The reality is that marijuana prohibition is a jobs program for police, prosecutors and prison guards (in California, the prison guards union is the single largest lobby in the state!). Of course they support a continuation of prohibition, because it means job security for them and their colleagues. In addition, it is far less risky to spend their time arresting marijuana smokers (and those who grow for personal use), than it would be to target serious and violent crime.
As we move forward with additional voter initiatives either for full legalization or for medical use, this is another secondary issue, like provisions barring job discrimination against legal smokers, that should be determined by the polling results. If it appears we can win these initiatives with a clause permitting personal cultivation, we should obviously include the provision; but if it appears the initiative might well fail if personal cultivation is included, we should pass the initiative now, and be prepared to come back and add personal cultivation when we have the political support to accomplish that. We should never miss an opportunity to adopt a legalization law in any state, because voters are not yet ready to embrace personal cultivation or other second-tier issues.
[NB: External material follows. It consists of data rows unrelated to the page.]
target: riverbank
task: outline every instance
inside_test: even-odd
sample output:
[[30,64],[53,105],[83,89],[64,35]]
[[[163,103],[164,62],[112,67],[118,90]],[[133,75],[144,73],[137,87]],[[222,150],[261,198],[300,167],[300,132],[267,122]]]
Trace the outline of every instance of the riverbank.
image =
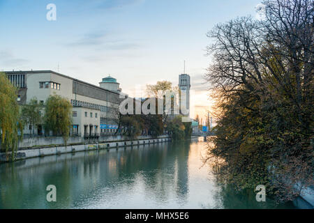
[[87,151],[100,149],[111,149],[119,147],[136,146],[139,145],[154,144],[171,141],[169,137],[161,137],[158,138],[151,138],[147,139],[129,139],[117,140],[111,141],[98,141],[93,143],[84,143],[61,146],[45,146],[41,148],[33,148],[29,149],[20,149],[16,152],[14,160],[9,159],[11,153],[0,153],[0,162],[14,162],[27,158],[43,157],[46,155],[59,155],[62,153],[75,153],[80,151]]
Of the two current full-legalization states, Colorado permits personal cultivation (up to 6 plants), and Washington does not. The decision in Washington was based on polling results that showed the initiative might well be in jeopardy if cultivation were included, as well as the opposition of some of their most influential sponsors, including the former US Attorney, John McKay. NORML worked behind the scenes to try to convince the draftees to include personal cultivation, but when we failed, we did the only responsible thing and endorsed the initiative, as drafted.
As these laws have some time to take effect, voters will inevitably become more comfortable with legalization, and less concerned about these secondary issues such as personal cultivation. Whether we like it or not, most social change occurs in an incremental fashion, and we must be prepared to accept incremental change, with a firm commitment to return at a later time to further improve the law.